Some Well-Intentioned Reading Ideas for 2013

So, in my review of this year’s reading I vowed to make no reading resolutions for 2013, not because I don’t have some ideas, but writing about them pretty much guarantees serendipity will lead me in a completely different direction. But I’m going to chuck a few ideas into the void, for no other reason than it helps me think.

Since my post dealing with feminine writing, I’ve started to identify a series of writers that I plan to read more thoroughly, more Cixous obviously. My touchstone book for 2012 was Kate Zambreno’s brilliant Heroines. The book  is the sort of polymorphous text that opens up new possibilities for biography, literary criticism and memoir. Read if you must but don’t be mislead by reviews of Heroines that reveal more about the prejudice of the reviewer than the text. Helen’s or Michelle’s reviews offer a more balanced, less blimpish point of view. I’ll be taking inspiration from both Kate Zambreno’s blog (a project now ended) and Heroines and reading writers like Jean Rhys, Djuna Barnes, Olive Moore, obviously more Clarice Lispector and Claude Cahun. I’m also interested in those treading similar ground, writers like Chris Kraus, Vanessa Place, Tamara Faith Berger and Dodie Bellamy. I also plan to read some Julia Kristeva and Kate Zambreno’s earlier Green Girl.

There are some thrilling new books due next year, so I will definitely be reading any new books that appear by László Krasznahorkai, JM Coetzee’s The Childhood of Jesus and the collection of letters between Coetzee and Paul Auster, Giorgio Agamben’s Nymphs, Amelie Nothomb’s Life Form, Sonallah C Ibrahim’s That Smell and Notes from Prison and William Gass’s Middle C. The second (and possibly third) volume of Reiner Stach’s Kafka biography is due and unmissable.

I’ve started reading Benoît Peeters’ Derrida biography and plan to read more Derrida. I’ve got plans to read Wittgenstein, Deleuze and Adorno more deeply, and want to explore further what Ray Brassier is doing. Oh, and I seriously intend to get back to Thomas Bernhard and Peter Handke.

If I achieve half of these goals I’ll be happy and no doubt serendipity will hijack my intentions along the way.

Thanks for reading Time’s Flow Stemmed. Have a good holiday.

Feminine Writing

Like all those who read constantly, there is a thread running between each book. Sometimes these threads are part of a conscious intention, other times they are undetectable. Sometimes they are discovered retrospectively. Such a thread has lead me to my current idée fixe: Hélène Cixous, variously described as a professor, feminist writer, poet, playwright, philosopher, literary critic and rhetorician.

Often we are lead to authors grudgingly as I was in the case of Angela Carter. Her reworked fairy tales, exposing their patriarchal roots, stayed in my thoughts. Questions flew across my field of vision like the murmuration of a flock of starlings. Reading is my way of deciphering life; wanting to understand more about deconstructing patriarchal language lead me initially to bell hooks and circuitously to Cixous.

Twice I’ve read Kate Zambreno’s Heroines, one of the exceptional books of the year. Another book that sends my thoughts spinning and wakes me up at night with unresolved questions. In the book and on her blog Kate Zambreno unhitches the notion of feminine writing from gender – as does Cixous – and asks whether writers like Bernhard, Artaud and Rilke are feminine writers.

An exploration into the idea of “feminine”- as contrasted with “masculine” – writing is likely to be the thread that links my reading over the next few months. Cixous emphasises that these terms are not to be equated with “man” and “woman”; part of her intention is to find terms less bound up in emotion and prejudgment. I’ll be reading more Cixous, and constructing a reading list of writers that Kate Zambreno and Cixous discuss. I’ve identified other textually political writers that attempt to dislocate the idea of masculinity and femininity in literary and cultural discourse: Julia Kristeva, Luce Irigaray, Jacques Derrida, Gilles Deleuze and Jacques Lacan.
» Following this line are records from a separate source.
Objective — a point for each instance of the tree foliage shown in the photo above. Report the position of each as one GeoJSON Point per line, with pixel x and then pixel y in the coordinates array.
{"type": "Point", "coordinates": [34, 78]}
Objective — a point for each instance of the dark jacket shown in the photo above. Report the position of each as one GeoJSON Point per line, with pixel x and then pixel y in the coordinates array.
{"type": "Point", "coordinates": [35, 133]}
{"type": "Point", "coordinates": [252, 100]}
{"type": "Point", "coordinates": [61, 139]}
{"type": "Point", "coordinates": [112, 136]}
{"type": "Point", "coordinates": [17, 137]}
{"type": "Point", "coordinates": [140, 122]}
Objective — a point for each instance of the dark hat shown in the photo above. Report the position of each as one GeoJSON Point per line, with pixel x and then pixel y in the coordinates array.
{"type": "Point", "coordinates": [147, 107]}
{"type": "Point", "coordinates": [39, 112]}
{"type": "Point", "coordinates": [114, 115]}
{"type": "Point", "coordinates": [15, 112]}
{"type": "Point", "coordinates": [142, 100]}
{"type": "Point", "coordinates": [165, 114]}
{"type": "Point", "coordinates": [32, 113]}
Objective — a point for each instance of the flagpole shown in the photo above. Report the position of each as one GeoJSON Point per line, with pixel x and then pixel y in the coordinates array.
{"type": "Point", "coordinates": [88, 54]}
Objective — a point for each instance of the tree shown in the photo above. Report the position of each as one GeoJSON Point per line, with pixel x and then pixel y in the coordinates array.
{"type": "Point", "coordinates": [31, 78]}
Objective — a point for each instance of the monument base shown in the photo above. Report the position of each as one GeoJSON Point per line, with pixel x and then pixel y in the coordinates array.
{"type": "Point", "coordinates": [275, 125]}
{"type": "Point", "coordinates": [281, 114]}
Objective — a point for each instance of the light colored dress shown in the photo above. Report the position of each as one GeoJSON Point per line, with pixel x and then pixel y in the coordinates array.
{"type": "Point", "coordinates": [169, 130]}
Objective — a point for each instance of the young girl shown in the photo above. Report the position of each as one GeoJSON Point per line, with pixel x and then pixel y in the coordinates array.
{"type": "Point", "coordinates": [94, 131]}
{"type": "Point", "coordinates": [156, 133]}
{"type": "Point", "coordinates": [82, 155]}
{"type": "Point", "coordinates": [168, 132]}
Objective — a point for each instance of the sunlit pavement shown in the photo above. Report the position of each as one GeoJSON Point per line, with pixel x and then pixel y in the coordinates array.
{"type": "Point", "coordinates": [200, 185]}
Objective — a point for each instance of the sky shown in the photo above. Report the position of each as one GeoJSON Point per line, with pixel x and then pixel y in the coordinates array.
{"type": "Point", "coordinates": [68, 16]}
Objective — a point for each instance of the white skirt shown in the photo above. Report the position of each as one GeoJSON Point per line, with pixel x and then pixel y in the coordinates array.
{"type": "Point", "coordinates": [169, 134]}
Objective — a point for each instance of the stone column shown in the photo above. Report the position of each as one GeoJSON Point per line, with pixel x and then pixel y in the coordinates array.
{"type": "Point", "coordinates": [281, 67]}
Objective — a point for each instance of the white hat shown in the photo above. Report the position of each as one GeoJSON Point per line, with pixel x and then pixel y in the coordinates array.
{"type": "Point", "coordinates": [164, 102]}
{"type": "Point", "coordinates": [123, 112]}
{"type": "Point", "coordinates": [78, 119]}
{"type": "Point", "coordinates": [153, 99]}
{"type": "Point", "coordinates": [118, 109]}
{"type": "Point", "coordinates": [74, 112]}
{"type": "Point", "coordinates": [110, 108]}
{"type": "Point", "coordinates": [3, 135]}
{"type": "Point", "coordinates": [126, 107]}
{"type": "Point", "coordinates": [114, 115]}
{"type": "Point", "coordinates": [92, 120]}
Reading along these lines, daunting as some of these writers may be, serves a secondary purpose, that of attempting to breathe life into theory, a core intention of Cixous’ writing. For Cixous, theory is not just intellectual masturbation, but a way of seeing and interpreting the world (and word).

In her perceptive Cixous essay, Verena Andermatt Conley writes,

What if, Cixous likes to ask, there were an asymmetry, not a hierarchy, between the sexes, “manifested” at the level of drives and in the relation to the living. The question is vague and perhaps should remain so. But the key question for women is to ask themselves what they want and not just what men want or want them to be. Stories in popular film and literature are told from the man’s point of view. Women tend to write as oppressed men. Relations between the sexes are vitiated by power and self-interest. Rarely do we see or read about a desire for pleasure and joy with and through the other.

The whole topic is ripe with ethical and moral dilemmas, but one I intend to think about a whole lot more. Please make any suggestions of other writers, fiction or non-fiction that might enable me to ask or address any of these questions.